Resorting to my usual mantra, I said to him and Fred: “I can’t do this; I’m scared of horses.”
But, Fred’s guru was waiting for us, and I knew it was special that he was taking time out of this sunny day to show us his vision for this Costa Rican oasis.
I prayed: “God, if you want me to do this, you’ve got to help.”
“OK. I’m ready to try again,” I told the boys.
On the second attempt, Fred gave me a good lift and then Sanatana secured me in the saddle.
Sanatana gave us a five-minute lesson on steering and breaking–just enough information to induce panic in a 33-year-old who’s never ridden a horse.
I whispered into my brown blind horse’s ear:
“Sweet Baby Girl, you’re gonna have to help me.
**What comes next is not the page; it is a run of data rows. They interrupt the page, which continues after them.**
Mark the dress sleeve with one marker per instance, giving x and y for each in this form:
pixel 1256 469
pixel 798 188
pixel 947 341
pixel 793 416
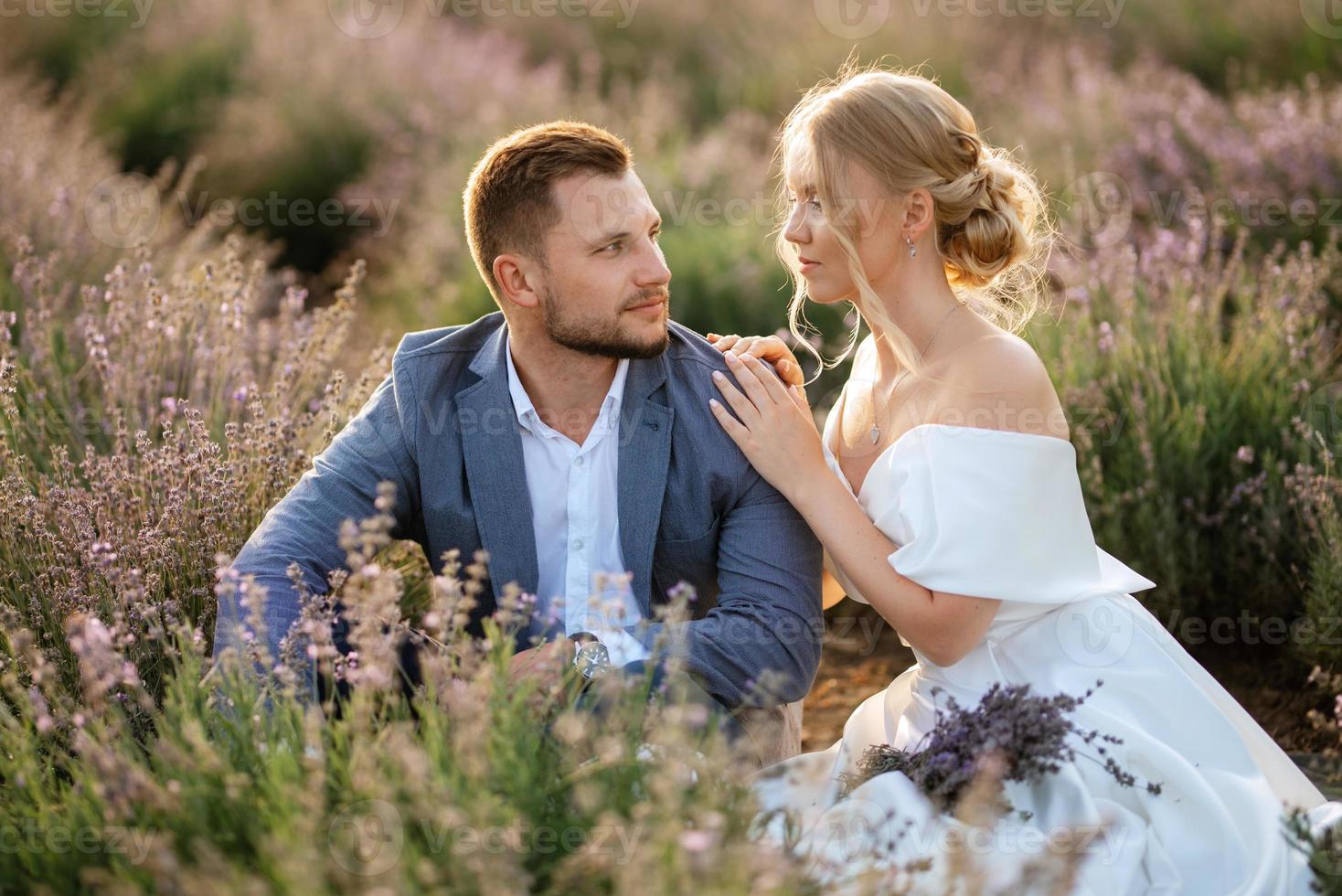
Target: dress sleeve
pixel 992 513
Go very slow. Be gentle.”
Sweet Baby Girl, spontaneously renamed in this moment of vulnerability, slowly trotted with me on her back as Sanatana guided us toward Swami’s cabin to begin tour.
During the one-and-a-half-hour ride, Sweet Baby Girl stopped and frequently crooked her head back at me. I’d gotten in the habit of stroking her neck when we paused at vistas, thanking her for her cooperation and making apologies for assuming she was blind. She may have also been praying that the ride would be over soon and the lump she was stuck with would leave her alone so that she could run off to do something more productive, like eat and poop.
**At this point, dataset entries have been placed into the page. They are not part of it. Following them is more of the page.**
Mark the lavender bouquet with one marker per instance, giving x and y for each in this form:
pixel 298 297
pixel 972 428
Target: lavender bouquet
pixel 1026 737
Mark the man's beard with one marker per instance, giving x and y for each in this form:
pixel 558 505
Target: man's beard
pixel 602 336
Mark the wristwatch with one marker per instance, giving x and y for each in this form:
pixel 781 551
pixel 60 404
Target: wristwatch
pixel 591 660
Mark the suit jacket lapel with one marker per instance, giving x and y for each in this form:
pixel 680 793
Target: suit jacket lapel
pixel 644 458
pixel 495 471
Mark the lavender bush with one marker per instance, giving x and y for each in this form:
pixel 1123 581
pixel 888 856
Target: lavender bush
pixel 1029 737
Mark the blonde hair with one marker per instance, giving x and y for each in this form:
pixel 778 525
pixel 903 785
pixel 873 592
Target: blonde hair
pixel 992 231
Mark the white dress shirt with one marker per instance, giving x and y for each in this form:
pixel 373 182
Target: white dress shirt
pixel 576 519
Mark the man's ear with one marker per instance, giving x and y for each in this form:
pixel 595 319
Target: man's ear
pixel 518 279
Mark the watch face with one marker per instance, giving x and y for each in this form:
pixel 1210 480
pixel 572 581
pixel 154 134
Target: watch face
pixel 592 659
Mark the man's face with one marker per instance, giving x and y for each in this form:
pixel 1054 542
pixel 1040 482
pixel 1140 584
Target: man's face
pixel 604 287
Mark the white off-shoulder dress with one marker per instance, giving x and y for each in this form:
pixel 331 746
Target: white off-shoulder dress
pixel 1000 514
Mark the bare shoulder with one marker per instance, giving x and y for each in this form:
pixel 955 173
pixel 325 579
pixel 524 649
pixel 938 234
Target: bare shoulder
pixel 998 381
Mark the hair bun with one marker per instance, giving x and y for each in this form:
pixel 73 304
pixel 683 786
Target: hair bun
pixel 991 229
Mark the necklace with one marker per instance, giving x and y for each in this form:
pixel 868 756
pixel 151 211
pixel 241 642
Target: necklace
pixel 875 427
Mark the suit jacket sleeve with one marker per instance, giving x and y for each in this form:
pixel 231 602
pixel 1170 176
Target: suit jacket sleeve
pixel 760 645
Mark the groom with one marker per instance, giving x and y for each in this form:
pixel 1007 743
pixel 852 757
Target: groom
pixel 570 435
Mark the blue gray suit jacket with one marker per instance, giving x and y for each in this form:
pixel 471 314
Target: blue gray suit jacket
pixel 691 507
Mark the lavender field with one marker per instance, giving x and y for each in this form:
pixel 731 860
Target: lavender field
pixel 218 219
“She doesn’t take you seriously!” Fred said at one point, when he heard me cooing over Sweet Baby Girl then later asking her to trot in my most sweet tea Southern voice, “C’mon girl, giddy-up!”
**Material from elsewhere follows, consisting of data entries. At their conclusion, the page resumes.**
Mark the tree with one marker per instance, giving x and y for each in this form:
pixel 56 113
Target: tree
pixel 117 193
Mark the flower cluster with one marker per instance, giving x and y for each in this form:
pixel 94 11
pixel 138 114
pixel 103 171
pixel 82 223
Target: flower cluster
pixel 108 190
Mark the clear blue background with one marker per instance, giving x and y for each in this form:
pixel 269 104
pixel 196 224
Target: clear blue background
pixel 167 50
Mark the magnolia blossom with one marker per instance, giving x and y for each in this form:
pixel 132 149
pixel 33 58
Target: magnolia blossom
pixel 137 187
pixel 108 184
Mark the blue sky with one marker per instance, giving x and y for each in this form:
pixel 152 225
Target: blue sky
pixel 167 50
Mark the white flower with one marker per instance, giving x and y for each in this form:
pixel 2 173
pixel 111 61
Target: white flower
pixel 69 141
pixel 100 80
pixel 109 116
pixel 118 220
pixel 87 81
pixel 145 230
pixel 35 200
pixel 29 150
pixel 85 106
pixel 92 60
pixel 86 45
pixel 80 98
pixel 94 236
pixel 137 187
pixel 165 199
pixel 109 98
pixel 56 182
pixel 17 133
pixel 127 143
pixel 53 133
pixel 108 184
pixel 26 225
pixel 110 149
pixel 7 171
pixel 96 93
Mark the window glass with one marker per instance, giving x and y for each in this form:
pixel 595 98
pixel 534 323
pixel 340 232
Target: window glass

But, Baby Girl and I moseyed along the steep paths at a steady pace like 80-year-olds walking home from shuffleboard practice. We slow trotted our way behind Fred and Swami and their glorious white stallions who galloped and commanded the mountainside slopes, bolding through briar patches and tall grasses.
At the top of the highest ridge, the three of us stood together with our horses like a Hollywood Wild West moment, my fears and anxieties and spiritual hang-ups conquered. For now.
Nine full days at Hindu Costa Rican Monastery have taught me more lessons than I can count. They all found me, kneeling in a cold tile shower, grasping at dirt on mountain cliffs, in the evening worship of a barn-like temple room, gazing up at birds, and riding a milky-eyed horse named Sweet Baby Girl.